つくば生物ジャーナル Tsukuba Journal of Biology (2006) 5: TJB200606IE.

特集:筑波大学植物発生生理学研究室の歩み

農業の良さを伝えたい

江口 郁恵 (茨城県農業改良普及センター)

 私は平成11年に生物学類に入学し、大学院進学後、平成17年に茨城県の職員となりました。現在は、坂東地域農業改良普及センターに勤務する「農業改良普及員」2年生です。「農業改良普及員」という仕事は初めて耳にしたという方もいらっしゃるかもしれません。私が携わっている仕事について、少しだけご紹介したいと思います。

どうして農業?

 そもそも、私がどうして農業職に就こうと思うようになったのか少しお話したいと思います。生物学類なのに、どうして農業?そう思われる方もいるかもしれません。実際、この仕事を始めてから、農業の知識が無いことで苦労をすることも度々あります。私自身、この仕事に就くことになろうとは、生物学類時代には全く思いも寄りませんでした。しかし、現在の私があるのは、植物生理学研究室での日々があったからだと言えると思います。もちろん、研究室では農業に関する研究をしていたわけではありませんが、基礎研究だけに留まらない、広い視野を持つ人たちに囲まれ、私の興味も次第に食品、とくに生産の原点である農業へと移っていったのです。

農業改良普及員ってどんな仕事?

 県の職員となって、私が配属されたのは「農業改良普及センター」でした。ここは、地域の農業振興に関わる業務を行う県の機関です。そこに所属する農業改良普及員は、農業に関する専門的知識を持った専門家で、栽培技術や農業経営などの面から農家をサポートする仕事を行っています。しかしこの普及員、専門家と言ってもその仕事は実に多岐に渡っています。自分の専門の作物に対する技術指導は当然のこと、地域の若い生産者のクラブ活動の支援、農家のお母さんたちのグループ活動の支援、作物の生育調査、経営に対する相談など・・・。農家の幸せのため、農業振興のためなら何でもやってしまういわば「農家のサポーター」なのです。

普及員としての毎日

 私が配属された坂東地域は、県西に位置する露地野菜の一大産地でした。特に、普及センターがある坂東市は、レタスとネギの大産地。どこを見てもネギ・レタスばかりが広がっています。この野菜の大産地で、私の普及員生活は始まりました。

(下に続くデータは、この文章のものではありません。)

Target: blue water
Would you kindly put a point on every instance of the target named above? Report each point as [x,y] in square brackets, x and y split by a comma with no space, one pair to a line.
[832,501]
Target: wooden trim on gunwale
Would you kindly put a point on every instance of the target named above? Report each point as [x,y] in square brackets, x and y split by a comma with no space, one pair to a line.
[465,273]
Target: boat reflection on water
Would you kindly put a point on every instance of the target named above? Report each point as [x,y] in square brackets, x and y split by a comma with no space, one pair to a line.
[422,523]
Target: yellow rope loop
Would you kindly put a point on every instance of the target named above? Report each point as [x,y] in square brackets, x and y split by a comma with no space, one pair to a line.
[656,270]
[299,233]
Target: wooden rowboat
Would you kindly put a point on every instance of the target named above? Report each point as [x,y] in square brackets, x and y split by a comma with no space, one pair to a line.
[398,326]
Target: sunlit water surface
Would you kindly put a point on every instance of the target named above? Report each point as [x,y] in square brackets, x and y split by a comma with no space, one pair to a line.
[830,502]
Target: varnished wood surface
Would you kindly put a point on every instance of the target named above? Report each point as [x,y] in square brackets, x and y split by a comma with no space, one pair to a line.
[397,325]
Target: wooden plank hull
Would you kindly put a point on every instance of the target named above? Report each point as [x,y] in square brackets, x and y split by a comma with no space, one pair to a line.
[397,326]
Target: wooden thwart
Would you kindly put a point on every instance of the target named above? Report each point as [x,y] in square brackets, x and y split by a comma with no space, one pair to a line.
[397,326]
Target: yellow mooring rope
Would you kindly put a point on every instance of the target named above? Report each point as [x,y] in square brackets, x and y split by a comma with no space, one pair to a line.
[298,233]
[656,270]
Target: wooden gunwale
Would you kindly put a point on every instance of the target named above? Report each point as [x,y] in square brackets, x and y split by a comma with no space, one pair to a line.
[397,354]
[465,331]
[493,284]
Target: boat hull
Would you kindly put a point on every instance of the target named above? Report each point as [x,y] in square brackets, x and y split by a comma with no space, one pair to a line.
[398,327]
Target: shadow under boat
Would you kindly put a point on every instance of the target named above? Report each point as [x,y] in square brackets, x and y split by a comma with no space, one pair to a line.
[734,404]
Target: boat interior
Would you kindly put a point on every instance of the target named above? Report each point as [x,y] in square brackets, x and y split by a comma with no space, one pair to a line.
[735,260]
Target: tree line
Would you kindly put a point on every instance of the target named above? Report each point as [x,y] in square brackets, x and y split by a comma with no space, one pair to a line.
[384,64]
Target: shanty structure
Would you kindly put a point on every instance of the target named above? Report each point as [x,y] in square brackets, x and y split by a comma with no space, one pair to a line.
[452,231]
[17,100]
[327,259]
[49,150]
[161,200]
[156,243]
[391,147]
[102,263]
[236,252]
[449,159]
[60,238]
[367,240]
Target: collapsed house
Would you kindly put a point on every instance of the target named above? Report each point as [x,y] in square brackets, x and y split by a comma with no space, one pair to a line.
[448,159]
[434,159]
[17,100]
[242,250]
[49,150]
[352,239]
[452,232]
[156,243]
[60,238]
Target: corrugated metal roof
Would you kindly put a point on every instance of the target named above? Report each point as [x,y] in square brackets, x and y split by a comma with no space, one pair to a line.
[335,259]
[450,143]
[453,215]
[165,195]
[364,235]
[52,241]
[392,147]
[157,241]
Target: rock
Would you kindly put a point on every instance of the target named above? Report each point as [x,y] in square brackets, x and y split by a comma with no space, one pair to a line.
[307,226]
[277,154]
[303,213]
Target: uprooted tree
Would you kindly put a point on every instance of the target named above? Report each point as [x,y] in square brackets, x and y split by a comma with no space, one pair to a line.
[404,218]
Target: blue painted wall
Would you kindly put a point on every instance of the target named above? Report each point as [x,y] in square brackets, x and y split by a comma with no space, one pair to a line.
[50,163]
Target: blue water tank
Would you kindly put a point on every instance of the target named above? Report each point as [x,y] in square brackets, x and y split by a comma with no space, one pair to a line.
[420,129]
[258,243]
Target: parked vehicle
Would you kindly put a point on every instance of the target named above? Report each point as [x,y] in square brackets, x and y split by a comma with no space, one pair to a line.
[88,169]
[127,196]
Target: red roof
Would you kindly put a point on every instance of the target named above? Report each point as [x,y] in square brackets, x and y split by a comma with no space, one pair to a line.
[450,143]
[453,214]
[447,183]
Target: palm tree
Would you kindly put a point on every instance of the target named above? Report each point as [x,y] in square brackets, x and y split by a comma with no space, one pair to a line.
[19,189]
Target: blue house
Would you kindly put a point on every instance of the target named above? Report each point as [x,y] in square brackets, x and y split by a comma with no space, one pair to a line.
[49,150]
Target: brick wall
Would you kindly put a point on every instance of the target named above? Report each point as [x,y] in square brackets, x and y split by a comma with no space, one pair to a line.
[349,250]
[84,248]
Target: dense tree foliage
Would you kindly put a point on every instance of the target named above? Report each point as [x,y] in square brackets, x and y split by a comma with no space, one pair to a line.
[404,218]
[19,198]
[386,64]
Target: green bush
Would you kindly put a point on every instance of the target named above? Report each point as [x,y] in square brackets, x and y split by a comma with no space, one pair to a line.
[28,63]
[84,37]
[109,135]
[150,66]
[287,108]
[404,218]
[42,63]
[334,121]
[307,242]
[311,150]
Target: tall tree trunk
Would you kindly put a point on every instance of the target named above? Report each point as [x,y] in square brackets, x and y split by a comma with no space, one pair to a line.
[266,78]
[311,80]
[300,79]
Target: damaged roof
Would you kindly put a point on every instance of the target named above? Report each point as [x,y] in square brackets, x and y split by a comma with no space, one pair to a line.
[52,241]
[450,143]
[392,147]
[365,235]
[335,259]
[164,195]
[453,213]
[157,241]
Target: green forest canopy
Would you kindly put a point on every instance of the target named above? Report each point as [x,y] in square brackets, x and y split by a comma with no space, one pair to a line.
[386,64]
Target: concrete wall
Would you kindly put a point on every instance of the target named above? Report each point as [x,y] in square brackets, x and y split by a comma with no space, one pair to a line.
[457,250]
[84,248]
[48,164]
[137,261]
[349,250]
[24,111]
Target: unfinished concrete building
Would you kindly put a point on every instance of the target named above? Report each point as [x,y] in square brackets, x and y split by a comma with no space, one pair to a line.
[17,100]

 実際に仕事をしてみて、改めて普及員の仕事の多様さに驚きました。ある時は、「今日はネギの調査だ」と言って試験ほ場からネギを自分で収穫し、ネギ特有のあの「つーん」という臭いに涙を流しながら収量調査をする。またある時には、農業後継者クラブの定例会に参加して活動の相談にのる。そしてある時には、農家の人に対して栽培講習会をする。普及という仕事は、ルーチンワークなど一つもない、変化と刺激に満ちた毎日です。

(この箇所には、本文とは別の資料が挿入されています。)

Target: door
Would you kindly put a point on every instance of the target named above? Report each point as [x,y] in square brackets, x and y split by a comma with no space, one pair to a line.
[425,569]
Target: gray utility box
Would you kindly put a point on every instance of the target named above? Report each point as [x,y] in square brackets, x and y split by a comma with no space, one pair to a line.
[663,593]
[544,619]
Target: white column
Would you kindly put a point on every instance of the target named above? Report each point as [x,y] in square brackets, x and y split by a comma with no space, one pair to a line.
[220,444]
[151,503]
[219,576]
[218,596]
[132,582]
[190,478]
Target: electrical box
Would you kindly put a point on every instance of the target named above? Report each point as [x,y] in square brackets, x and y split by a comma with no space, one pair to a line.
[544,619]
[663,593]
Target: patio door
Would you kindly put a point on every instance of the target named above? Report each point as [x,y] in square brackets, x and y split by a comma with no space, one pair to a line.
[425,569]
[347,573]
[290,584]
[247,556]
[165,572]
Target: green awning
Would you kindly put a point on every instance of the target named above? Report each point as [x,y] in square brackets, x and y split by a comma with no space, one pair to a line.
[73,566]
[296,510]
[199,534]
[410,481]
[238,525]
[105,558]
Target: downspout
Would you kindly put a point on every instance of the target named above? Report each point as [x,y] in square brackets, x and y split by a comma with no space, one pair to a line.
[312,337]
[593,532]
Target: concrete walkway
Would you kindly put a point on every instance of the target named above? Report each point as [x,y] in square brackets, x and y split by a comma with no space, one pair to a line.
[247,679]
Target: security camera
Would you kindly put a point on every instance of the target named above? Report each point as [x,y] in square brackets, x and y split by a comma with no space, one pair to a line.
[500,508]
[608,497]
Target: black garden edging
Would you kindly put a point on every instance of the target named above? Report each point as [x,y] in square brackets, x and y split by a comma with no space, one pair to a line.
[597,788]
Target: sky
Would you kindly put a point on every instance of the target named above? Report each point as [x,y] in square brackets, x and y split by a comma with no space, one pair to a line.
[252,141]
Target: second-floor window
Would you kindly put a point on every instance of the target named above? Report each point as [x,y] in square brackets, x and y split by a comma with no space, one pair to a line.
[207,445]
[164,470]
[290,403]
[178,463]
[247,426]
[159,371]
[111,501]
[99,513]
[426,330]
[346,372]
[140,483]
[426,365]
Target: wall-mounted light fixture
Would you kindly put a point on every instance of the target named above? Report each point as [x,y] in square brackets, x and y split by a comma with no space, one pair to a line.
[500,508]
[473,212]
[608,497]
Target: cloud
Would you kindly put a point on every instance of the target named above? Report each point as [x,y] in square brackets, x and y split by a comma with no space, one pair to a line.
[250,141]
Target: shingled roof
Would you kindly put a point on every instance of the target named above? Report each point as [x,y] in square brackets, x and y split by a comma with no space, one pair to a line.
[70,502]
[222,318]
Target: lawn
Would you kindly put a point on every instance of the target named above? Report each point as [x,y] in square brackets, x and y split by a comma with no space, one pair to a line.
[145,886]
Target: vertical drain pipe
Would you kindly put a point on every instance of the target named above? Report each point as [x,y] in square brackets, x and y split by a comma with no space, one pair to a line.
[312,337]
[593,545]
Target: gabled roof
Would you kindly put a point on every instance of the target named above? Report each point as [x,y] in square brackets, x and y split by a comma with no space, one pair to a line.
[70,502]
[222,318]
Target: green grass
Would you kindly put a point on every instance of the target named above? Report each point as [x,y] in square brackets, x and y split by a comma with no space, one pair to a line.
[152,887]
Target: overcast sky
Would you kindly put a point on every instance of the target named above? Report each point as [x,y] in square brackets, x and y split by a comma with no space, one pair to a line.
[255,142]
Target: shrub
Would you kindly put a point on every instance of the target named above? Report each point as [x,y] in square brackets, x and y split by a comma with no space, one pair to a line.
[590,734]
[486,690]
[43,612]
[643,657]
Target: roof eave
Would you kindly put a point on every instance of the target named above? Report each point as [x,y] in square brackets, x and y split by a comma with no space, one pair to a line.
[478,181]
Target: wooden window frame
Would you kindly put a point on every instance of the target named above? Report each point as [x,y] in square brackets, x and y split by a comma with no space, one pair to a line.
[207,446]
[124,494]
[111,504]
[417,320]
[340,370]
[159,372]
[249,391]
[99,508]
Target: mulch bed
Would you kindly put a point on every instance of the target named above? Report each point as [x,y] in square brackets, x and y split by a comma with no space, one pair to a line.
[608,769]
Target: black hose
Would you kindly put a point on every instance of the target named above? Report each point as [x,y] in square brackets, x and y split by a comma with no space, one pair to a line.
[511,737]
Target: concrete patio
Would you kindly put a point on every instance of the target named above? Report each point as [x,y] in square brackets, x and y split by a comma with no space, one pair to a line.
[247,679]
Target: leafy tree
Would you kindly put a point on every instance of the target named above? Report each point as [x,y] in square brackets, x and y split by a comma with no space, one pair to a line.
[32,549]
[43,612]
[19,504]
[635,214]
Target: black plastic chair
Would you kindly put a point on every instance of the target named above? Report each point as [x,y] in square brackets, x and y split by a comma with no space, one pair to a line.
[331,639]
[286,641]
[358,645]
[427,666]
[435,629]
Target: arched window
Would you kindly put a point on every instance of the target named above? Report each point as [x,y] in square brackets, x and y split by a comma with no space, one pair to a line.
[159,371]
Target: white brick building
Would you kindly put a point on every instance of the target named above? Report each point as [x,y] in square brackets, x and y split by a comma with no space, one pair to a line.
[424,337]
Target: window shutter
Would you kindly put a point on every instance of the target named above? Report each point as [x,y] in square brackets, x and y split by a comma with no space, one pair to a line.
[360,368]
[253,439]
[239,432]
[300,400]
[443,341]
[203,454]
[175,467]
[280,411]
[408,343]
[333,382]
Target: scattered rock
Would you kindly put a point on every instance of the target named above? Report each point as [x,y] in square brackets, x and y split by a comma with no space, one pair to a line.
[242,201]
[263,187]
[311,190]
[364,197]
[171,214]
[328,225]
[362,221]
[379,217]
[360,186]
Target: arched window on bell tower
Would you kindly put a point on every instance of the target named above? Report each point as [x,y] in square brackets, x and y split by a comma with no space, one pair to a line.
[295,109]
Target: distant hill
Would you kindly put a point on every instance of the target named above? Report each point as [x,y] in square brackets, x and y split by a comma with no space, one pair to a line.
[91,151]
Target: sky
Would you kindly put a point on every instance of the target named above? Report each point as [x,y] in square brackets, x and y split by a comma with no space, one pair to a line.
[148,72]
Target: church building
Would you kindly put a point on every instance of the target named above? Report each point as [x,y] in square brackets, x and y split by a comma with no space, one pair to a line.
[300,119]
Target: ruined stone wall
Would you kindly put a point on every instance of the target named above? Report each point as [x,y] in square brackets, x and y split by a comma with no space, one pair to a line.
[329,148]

 その他にも、職場には毎日のように農家の方から様々な相談が寄せられます。「稲の苗の調子が悪いのだけれど、見てくれない?」「ネギが病気みたいなんだけど薬は何を使ったらいい?」「ボケ予防に何か野菜を作りたいんだけど・・・」などなど。大学で植物を専攻していたとはいえ、作物の栽培や病害診断に対してはまったく素人の私。今日はどんな質問が飛び出すのか、ドキドキというよりは、いささかヒヤヒヤしながら農家の方と接する毎日が続きました。

農家のあたたかさに触れて

 技術も経験もないのに、どうやって農家の人と接したらいいのか。栽培指導や病気の診断はどうしたらいいのか・・・。大学の時に学んだことがなかなか生かされない中で、私は焦りと不安を覚えていました。そんな頃、私はある年配の農家の人からよく相談を受けるようになりました。相談内容に答えるにはいつも時間がかかってしまいましたが、うまく作物が出来た時には、「ありがとう、普及員さんのおかげだよ」と言って下さいました。その言葉、その笑顔は、どんな褒め言葉よりも嬉しいもので、自然と私の焦りも消えていきました。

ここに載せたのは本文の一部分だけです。